Rather than relying on the human efforts of a single data scientist, companies can now apply machine learning. Machine learning uses statistics and math to allow computers to find hidden patterns (i.e. make predictions) among variables without being explicitly programmed where to look. Iterative in nature, machine learning algorithms continually learn from data. The more data they ingest, the better they get at finding connections among the variables to generate algorithms that efficiently define how the underlying business process works.
In our case, we are interested in understanding the drivers behind customer loyalty behaviors. Based on math, statistics, and probability, algorithms find connections among variables that help optimize important organizational outcomes — in this case, customer loyalty. These algorithms can then be used to make predictions about a specific customer or customer group, providing insights to improve marketing, sales, and service functions that will increase business growth.

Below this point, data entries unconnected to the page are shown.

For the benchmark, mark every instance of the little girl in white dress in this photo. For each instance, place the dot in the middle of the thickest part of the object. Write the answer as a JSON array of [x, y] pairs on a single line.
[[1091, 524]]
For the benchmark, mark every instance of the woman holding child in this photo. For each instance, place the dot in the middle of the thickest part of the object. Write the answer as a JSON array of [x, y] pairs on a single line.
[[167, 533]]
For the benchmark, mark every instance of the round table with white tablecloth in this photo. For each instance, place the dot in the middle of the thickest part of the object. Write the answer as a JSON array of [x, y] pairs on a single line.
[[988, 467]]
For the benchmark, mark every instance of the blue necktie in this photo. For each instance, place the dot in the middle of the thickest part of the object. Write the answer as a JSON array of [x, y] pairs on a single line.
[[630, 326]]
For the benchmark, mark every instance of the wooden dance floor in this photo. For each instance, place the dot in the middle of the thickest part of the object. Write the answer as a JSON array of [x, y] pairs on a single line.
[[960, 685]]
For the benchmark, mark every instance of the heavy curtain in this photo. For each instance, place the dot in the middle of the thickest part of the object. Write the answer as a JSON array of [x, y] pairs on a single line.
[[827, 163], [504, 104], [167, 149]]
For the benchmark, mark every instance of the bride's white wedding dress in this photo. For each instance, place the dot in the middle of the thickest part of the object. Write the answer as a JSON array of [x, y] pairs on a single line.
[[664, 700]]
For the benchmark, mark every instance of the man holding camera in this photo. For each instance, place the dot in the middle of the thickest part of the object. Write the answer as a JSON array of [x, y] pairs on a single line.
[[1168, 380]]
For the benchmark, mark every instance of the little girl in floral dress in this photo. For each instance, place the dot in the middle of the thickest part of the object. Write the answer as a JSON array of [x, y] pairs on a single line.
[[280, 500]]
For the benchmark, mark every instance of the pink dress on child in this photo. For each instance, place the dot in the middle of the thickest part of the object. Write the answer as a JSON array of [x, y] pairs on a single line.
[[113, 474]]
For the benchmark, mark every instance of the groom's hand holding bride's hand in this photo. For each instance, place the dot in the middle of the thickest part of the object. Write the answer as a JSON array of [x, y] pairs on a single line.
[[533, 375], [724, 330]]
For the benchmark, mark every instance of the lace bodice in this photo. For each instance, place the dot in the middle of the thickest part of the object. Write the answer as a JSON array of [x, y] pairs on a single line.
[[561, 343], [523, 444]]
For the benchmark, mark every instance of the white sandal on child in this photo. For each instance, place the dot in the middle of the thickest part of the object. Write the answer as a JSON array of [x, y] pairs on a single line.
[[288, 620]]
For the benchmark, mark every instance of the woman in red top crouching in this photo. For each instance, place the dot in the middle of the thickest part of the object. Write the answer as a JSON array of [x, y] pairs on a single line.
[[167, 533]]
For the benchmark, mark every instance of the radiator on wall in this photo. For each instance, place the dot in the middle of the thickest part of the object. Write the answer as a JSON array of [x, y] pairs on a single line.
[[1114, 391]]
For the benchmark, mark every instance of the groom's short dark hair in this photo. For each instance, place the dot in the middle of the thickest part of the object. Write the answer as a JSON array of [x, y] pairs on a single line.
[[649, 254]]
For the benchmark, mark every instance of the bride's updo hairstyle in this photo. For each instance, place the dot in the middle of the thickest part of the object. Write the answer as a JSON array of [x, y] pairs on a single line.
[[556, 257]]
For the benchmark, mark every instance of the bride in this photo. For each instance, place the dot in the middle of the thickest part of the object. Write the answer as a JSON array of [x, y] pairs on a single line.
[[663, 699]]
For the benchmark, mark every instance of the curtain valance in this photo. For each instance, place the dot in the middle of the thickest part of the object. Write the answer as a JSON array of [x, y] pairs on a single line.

The bottom line: the application of machine learning to uncover insights is an automated, efficient way to find the important connections among your variables.
The value of your data is only as good as the insights you are able to extract from it. These insights are represented by relationships among variables in your data set. Sticking to a single data set (silo) as the sole data source limits the ability to uncover important insights about any phenomenon you study. In business, the practice of data science to find useful patterns in data relies on integrating data silos, allowing access to all the variables you have about your customers. In turn, businesses can leverage machine learning to quickly surface the insights from the integrated data sets, allowing them to create more accurate models about their customers. With machine learning advancements, the relationships people pursue (and uncover) are limited only by their imagination.